Goodbye Blue Bathroom
Still baby blue after all these years
Another characteristic of 50's houses was small bathrooms, though the one we three sisters shared was still bigger than the (yeah, whatever) master bath that barely held a single sink, toilet and shower. My mom's favorite color is BLUE, so everything she could talk my dad into painting or "antiquing" was that color--the carpet, the china cabinet, our dresser, even our bathroom walls and cabinets. We had a lot of fun and squabbles in that bathroom, from playing "Hawaii" (making waves) in the tub, doctoring scrapes with Camphophenique (click here for Dad's remedy for almost any problem), experimenting with orange juice can curlers, to hiding "evidence" inside the big plastic bonnets that attached to our 60's style hair dryer.


Goodbye Living Room

My favorite room in the house, and the hardest to say goodbye to, was the living room, the only somewhat private part of our home. The hall door and sliding doors to the family room could be closed off. It contained a drop leaf mahogany table, whose sides were raised to host holiday dinners with our relatives. This was also the Christmas tree room--usually very fat snow flocked Scotch Pines which were perfectly lighted and beautifully decorated despite the annual strain on my parents' relationship. The stereo and couch  provided a pretty cozy date place, except you had to compete with another sister and be out of there by 10:30 p.m. 

Goodbye  Beloved Piano



The reason I most loved our living room was the beautiful Baldwin Acrosonic piano we bought in 1965.  Once I started piano lessons in 3rd grade, I played virtually every day--singing show tunes, practicing classical pieces, picking out pop songs by ear, and composing music for my "beatnik" poetry as a melancholy teen. My dad wasn't a big conversationalist but some of my best memories with him are when he would  sit down and sing harmony with me or play a little duet on piano or guitar.
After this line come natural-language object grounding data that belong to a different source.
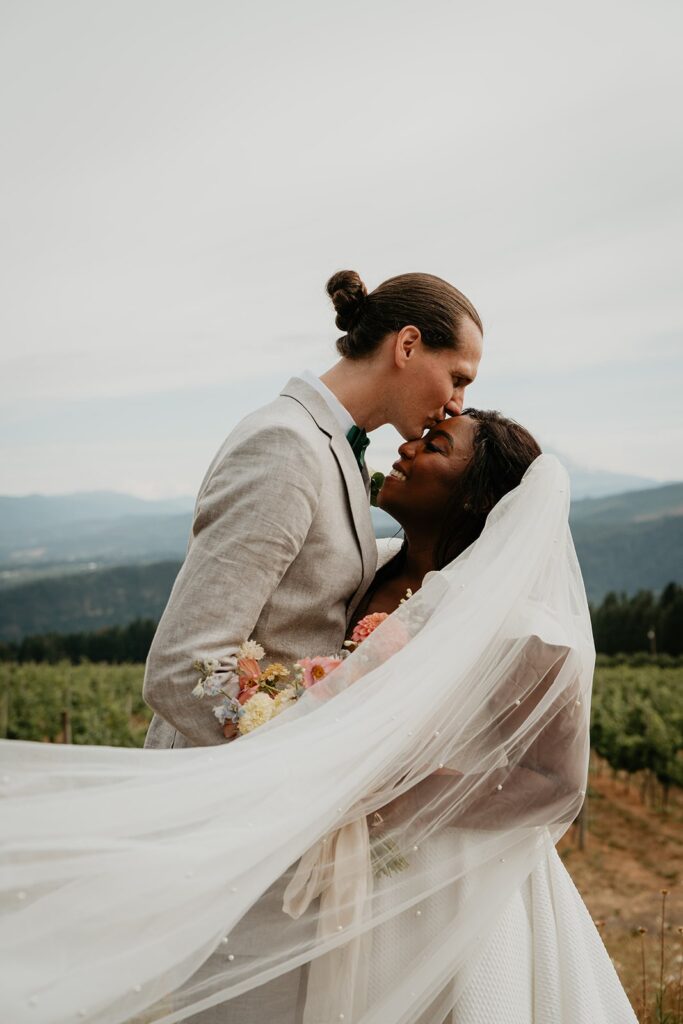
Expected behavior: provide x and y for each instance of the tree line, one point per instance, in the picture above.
(643, 623)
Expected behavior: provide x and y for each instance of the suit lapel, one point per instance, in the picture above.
(356, 482)
(359, 504)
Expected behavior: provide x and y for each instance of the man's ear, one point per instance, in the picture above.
(407, 343)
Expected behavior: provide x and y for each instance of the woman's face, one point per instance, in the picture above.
(420, 485)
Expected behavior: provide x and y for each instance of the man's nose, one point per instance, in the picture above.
(455, 407)
(407, 450)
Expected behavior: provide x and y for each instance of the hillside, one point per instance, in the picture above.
(634, 506)
(87, 601)
(81, 572)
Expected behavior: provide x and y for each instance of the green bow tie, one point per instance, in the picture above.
(358, 440)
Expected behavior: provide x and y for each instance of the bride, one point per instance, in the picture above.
(394, 827)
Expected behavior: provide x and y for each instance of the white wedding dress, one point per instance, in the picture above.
(122, 871)
(542, 963)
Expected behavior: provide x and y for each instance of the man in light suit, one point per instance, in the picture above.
(283, 549)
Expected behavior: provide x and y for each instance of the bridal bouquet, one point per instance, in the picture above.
(253, 693)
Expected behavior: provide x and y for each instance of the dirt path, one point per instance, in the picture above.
(632, 852)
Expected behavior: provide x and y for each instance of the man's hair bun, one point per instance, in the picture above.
(348, 296)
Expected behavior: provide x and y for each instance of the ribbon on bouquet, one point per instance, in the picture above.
(338, 868)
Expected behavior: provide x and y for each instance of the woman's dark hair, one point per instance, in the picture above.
(503, 453)
(421, 299)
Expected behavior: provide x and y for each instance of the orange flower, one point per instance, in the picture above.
(316, 668)
(368, 626)
(248, 671)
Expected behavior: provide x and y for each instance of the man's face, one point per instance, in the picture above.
(434, 382)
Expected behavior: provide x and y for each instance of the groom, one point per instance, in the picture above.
(282, 547)
(283, 550)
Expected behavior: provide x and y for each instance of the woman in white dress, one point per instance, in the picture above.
(412, 798)
(544, 962)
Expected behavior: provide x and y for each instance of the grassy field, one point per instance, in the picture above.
(632, 849)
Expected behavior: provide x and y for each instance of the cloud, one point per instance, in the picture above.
(177, 189)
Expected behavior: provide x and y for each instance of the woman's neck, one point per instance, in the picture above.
(419, 560)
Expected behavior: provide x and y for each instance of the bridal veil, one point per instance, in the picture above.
(423, 778)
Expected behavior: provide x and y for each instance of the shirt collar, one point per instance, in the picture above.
(340, 413)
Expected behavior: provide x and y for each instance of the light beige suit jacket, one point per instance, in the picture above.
(282, 550)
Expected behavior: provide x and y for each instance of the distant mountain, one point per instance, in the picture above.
(629, 556)
(599, 482)
(32, 513)
(79, 574)
(68, 532)
(637, 506)
(86, 602)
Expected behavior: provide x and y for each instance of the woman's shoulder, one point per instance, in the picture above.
(387, 547)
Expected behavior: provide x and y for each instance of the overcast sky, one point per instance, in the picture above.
(180, 178)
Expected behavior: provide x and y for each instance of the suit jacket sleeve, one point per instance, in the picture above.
(251, 520)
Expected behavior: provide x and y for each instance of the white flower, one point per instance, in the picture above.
(228, 711)
(230, 685)
(283, 699)
(256, 711)
(251, 649)
(220, 682)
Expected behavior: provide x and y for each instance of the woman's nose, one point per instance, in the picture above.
(407, 450)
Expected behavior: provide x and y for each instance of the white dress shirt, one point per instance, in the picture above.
(340, 413)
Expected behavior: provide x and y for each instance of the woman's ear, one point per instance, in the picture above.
(406, 344)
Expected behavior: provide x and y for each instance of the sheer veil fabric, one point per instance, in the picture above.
(425, 776)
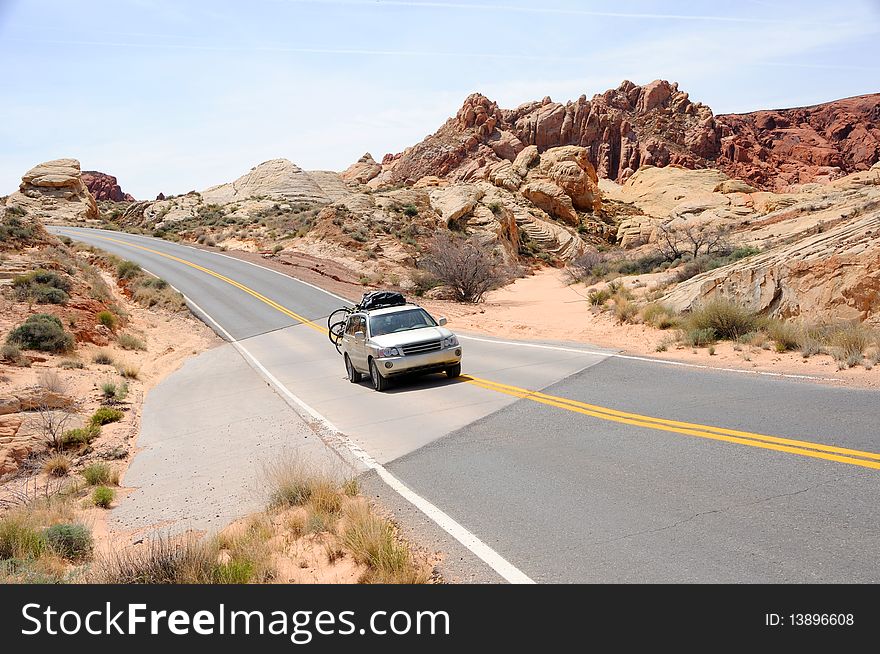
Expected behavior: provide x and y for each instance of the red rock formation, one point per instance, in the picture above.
(621, 129)
(104, 186)
(655, 124)
(777, 148)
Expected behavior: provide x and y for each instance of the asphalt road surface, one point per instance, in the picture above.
(572, 464)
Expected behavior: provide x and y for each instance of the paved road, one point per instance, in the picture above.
(621, 470)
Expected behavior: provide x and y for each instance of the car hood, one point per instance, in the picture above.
(411, 336)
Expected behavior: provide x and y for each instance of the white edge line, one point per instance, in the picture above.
(632, 357)
(490, 557)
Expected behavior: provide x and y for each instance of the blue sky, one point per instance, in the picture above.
(173, 96)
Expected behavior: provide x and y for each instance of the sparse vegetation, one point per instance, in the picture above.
(103, 497)
(107, 319)
(465, 266)
(103, 357)
(69, 541)
(42, 286)
(56, 465)
(41, 331)
(105, 415)
(98, 474)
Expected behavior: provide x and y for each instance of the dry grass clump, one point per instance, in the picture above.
(57, 465)
(373, 542)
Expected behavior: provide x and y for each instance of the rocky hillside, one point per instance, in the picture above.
(55, 189)
(632, 126)
(104, 187)
(778, 148)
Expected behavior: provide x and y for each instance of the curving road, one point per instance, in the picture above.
(569, 463)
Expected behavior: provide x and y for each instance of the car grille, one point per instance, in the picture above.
(421, 348)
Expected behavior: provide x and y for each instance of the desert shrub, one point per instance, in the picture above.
(599, 297)
(423, 281)
(102, 357)
(351, 487)
(69, 541)
(130, 342)
(13, 230)
(160, 561)
(127, 270)
(102, 497)
(699, 337)
(107, 319)
(56, 465)
(80, 436)
(640, 266)
(106, 415)
(786, 335)
(468, 268)
(373, 542)
(97, 474)
(290, 483)
(625, 310)
(659, 316)
(19, 538)
(851, 337)
(588, 267)
(727, 319)
(128, 370)
(11, 353)
(42, 286)
(41, 331)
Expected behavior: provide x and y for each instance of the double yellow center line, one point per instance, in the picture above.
(788, 445)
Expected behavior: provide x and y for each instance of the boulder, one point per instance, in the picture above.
(55, 190)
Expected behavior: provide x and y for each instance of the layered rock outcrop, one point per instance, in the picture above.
(55, 189)
(104, 187)
(779, 148)
(656, 124)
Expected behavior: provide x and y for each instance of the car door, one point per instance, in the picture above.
(356, 349)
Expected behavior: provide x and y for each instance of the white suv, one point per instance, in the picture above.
(383, 343)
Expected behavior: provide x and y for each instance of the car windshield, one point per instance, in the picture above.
(400, 321)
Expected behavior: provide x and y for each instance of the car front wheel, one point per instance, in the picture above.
(379, 382)
(353, 375)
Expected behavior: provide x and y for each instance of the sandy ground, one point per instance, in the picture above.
(170, 338)
(544, 306)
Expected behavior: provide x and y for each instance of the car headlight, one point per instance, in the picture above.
(452, 341)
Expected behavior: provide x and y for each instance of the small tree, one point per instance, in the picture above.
(676, 238)
(464, 265)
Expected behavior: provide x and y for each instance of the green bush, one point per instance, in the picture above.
(107, 319)
(42, 286)
(70, 541)
(97, 474)
(12, 354)
(41, 331)
(103, 497)
(18, 538)
(130, 342)
(699, 337)
(599, 297)
(727, 319)
(127, 270)
(106, 415)
(80, 436)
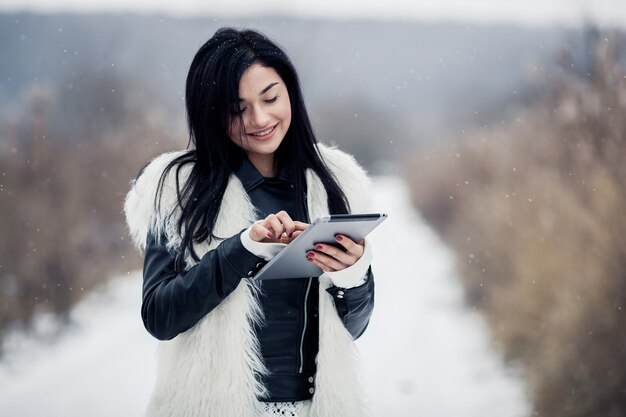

I wonder how many dreams and feelings were absorbed by those ivory keys played by tens of pint sized and wrinkled fingers? Gran's favorite song was "Melody in F."  Honey's was "Mighty Like a Rose." Mother's is "Joyful, Joyful We Adore Thee" and Daddy's are "Rock of Ages: and "Little Brown Jug".  My sisters, cousins and neighbors banged out hours of funny duets, popular songs with mocked up lyrics and carols for holiday sing a longs. Those were the songs I plunked out for the last "recital." on Bintliff Drive. 

Our daughter always hoped to inherit this piano but since they don't own a home and are headed overseas soon, I will save her the piano I inherited from my grandmother. Surprisingly, Dad is giving their piano to his Hungarian neighbor who has helped maintain their house ever since he found asylum in the U.S. I think that made both of them very happy, and I hope the hands that play it in the future will be blessed by the music contained in its strings.

Goodbye Address


All essential mail has already been forwarded to the new apartment, so the house quietly awaits its new owners . . After my nephew snapped one last picture, we drove away, pledging not to shed any more tears. I supposed we are starting to realize that we are so blessed to still have each other, to be leaving (somewhat) on our own terms--now we merely lack a central meeting place.  Though Bintliff Drive has been the "epicenter" of our family life for half a century, our only true anchor is in another country. One by one, over the next few years or decades, our family will eventually reunite to sing new songs and to create new memories that will never fade. So farewell.